Arkansas Democrat-Gazette

Trump blames himself?

- AARON BLAKE

President Donald Trump nominated Jeff Sessions to become his first attorney general. He nominated Rod J. Rosenstein to be Sessions’s top deputy. He later nominated Christophe­r Wray to be his FBI director. All three have turned out to be inconvenie­nt hires.

According to Trump, though, none of these decisions were his own fault. In fact, they were each others’ faults.

In a wide-ranging interview Friday on Fox and Friends, Trump served notice that Wray is on thin ice as the president and Attorney General William Barr push to clean house inside an FBI that launched the Russia investigat­ion. And in doing so, Trump suggested that putting Wray in that job wasn’t even his decision.

“A lot of things are going to be told over the next couple of weeks, so let’s see what happens,” Trump said. “He was appointed by Rod J. Rosenstein and—a lot of things are coming out.”

Trump then reinforced the point: “He was recommende­d by Chris [Christie], but he was appointed by—he was really recommende­d by Rod J. Rosenstein.”

In fact, it was Trump who nominated Wray to be his FBI director. Rosenstein may have played a role, but the selection of an FBI director—to a 10-year term, no less—is a president’s call.

But this is hardly the first time Trump has blamed his own appointmen­ts on someone or something besides determinin­g they were the best person for the job. And the blame for his selections of top law enforcemen­t officials has now come full circle.

In the same interview Friday, Trump said he installed Sessions as attorney general even though he wasn’t fit for the job because of loyalty and Sessions “begging” him for the job.

What’s even more puzzling about Trump’s comments is that he didn’t just nominate both Sessions and Wray, but also Rosenstein. So to the extent that Wray was a mistake facilitate­d by Rosenstein, wouldn’t that also reflect upon Trump’s hiring decisions?

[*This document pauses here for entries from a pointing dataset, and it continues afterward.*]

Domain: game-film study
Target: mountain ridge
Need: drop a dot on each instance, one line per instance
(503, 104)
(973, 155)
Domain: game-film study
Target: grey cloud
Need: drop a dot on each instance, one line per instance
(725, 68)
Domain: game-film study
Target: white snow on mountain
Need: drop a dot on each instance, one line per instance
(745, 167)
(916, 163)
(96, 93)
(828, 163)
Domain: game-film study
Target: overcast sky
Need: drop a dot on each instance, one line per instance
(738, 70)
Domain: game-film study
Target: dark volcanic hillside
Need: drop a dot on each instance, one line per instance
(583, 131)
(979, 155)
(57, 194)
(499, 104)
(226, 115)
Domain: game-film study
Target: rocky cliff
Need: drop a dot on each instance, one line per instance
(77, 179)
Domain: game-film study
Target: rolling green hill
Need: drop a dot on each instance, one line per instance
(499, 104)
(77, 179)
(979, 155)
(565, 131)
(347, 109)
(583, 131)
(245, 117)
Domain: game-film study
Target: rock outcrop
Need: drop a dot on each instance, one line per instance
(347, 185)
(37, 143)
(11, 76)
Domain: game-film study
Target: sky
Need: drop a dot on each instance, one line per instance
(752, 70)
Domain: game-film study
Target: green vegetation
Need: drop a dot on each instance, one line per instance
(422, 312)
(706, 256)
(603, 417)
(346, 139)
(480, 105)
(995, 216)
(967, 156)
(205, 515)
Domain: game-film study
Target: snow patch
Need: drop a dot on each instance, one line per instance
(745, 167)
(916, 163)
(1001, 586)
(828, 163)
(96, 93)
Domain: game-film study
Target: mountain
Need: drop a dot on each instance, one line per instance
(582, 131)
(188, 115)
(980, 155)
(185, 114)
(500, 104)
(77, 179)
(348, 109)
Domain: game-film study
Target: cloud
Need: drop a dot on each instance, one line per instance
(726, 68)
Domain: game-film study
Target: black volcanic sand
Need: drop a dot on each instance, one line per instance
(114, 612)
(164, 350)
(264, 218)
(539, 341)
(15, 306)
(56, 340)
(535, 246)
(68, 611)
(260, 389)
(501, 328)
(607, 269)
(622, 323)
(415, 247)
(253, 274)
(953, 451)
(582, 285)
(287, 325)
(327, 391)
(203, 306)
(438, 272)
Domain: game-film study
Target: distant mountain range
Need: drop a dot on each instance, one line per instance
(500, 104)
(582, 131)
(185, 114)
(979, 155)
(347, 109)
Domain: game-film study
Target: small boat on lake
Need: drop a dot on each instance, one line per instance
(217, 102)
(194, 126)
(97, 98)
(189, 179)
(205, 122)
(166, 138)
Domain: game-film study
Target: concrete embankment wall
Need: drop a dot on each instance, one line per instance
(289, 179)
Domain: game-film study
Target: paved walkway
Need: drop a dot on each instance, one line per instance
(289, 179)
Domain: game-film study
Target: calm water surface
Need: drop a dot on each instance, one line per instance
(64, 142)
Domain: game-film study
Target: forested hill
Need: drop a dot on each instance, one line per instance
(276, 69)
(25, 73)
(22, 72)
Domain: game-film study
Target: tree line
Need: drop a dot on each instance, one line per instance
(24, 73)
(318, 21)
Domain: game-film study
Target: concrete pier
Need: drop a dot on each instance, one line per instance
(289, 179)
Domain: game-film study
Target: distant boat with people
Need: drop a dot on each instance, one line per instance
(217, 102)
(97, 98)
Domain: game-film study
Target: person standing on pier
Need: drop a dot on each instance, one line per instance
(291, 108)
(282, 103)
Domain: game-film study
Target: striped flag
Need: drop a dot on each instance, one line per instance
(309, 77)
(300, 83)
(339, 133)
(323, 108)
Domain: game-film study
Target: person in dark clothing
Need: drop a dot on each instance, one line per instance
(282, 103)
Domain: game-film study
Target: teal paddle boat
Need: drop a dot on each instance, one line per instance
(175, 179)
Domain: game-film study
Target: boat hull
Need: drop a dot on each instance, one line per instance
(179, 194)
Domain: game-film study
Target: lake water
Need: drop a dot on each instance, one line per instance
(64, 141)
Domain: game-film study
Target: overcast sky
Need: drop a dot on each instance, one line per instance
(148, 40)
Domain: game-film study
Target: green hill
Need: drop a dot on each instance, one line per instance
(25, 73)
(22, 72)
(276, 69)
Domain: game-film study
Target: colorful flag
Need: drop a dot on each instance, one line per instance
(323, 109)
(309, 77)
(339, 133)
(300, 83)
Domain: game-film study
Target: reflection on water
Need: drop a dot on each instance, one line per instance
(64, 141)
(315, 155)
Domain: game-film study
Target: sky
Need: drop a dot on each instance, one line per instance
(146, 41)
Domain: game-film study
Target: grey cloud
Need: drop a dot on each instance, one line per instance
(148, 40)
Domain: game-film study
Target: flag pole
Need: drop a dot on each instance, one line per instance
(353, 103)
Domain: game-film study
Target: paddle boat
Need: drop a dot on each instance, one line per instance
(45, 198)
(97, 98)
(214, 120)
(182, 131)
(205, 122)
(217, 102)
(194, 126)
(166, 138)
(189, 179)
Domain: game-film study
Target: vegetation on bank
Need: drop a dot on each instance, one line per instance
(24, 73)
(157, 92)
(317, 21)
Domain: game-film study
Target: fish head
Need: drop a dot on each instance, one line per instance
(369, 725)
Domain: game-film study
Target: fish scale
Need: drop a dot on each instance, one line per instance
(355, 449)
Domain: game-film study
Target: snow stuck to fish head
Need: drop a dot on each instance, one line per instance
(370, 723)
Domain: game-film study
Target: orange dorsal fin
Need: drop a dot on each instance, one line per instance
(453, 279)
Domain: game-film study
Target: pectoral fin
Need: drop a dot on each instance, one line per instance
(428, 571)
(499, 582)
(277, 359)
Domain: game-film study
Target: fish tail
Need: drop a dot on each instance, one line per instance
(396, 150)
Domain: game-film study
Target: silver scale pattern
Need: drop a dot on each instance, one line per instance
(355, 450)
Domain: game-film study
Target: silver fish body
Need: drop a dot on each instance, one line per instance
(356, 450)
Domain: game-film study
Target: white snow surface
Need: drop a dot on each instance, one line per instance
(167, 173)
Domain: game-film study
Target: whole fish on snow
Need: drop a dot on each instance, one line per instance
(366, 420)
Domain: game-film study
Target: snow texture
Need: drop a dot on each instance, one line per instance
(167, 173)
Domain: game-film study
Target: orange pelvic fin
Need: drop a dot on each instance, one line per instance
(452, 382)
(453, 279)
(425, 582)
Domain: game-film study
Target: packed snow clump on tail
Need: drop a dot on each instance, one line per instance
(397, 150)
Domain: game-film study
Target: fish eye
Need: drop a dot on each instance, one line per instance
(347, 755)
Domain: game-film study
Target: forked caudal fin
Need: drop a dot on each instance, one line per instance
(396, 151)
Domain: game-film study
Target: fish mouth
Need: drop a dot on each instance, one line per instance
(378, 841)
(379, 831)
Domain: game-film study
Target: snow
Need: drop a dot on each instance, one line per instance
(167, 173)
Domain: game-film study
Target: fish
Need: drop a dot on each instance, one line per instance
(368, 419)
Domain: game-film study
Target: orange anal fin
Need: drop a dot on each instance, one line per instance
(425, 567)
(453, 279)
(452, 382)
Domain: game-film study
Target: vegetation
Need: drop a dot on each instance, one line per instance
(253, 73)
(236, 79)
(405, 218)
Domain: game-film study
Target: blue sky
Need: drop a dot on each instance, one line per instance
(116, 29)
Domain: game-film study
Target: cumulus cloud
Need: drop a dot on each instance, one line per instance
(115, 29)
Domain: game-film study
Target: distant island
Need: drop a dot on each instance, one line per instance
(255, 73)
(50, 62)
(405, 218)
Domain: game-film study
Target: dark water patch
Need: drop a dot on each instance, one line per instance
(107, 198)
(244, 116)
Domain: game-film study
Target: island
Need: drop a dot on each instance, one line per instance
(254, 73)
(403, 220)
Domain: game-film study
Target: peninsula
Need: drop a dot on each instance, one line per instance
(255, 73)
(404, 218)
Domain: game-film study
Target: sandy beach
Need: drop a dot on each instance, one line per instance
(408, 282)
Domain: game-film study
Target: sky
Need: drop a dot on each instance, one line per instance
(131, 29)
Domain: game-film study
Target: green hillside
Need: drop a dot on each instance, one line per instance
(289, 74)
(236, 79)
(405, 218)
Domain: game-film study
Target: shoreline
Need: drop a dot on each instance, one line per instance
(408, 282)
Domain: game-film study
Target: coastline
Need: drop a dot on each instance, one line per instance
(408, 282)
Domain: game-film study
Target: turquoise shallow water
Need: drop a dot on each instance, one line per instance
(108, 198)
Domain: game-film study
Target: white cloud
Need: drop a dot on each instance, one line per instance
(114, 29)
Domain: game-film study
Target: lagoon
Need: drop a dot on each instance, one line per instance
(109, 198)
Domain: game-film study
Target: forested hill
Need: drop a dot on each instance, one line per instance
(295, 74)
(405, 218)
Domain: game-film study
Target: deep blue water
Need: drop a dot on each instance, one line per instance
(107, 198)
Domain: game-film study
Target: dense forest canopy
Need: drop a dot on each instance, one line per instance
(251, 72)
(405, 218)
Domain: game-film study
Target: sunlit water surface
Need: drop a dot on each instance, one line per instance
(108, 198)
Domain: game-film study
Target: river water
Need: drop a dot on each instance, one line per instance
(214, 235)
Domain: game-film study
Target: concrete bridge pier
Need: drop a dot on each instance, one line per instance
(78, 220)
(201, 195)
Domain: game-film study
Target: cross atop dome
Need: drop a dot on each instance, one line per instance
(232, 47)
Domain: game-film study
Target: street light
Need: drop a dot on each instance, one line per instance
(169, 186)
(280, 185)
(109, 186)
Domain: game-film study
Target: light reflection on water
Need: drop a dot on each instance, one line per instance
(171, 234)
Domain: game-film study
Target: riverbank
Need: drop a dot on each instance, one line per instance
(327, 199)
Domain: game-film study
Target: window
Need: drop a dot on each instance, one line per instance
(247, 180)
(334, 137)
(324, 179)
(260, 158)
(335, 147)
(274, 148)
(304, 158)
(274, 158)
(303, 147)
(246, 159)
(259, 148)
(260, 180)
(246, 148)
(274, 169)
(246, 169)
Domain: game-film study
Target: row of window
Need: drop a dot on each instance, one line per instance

“He was hired by Jeff Sessions,” Trump said of Rosenstein in 2018. “I was not involved in that process because, you know, they go out and get their own deputies and the people that work in the department.”

So Trump blames Wray on Rosenstein, he blames Rosenstein on Sessions, and he blames Sessions on Sessions’s begging and loyalty— while claiming he didn’t even want Sessions in the first place.

To some degree, it seems, whatever rot might exist in the Justice Department these days could be traced to the man who ultimately made the decisions about who would run it—the man who has claimed he hires only “the best people.”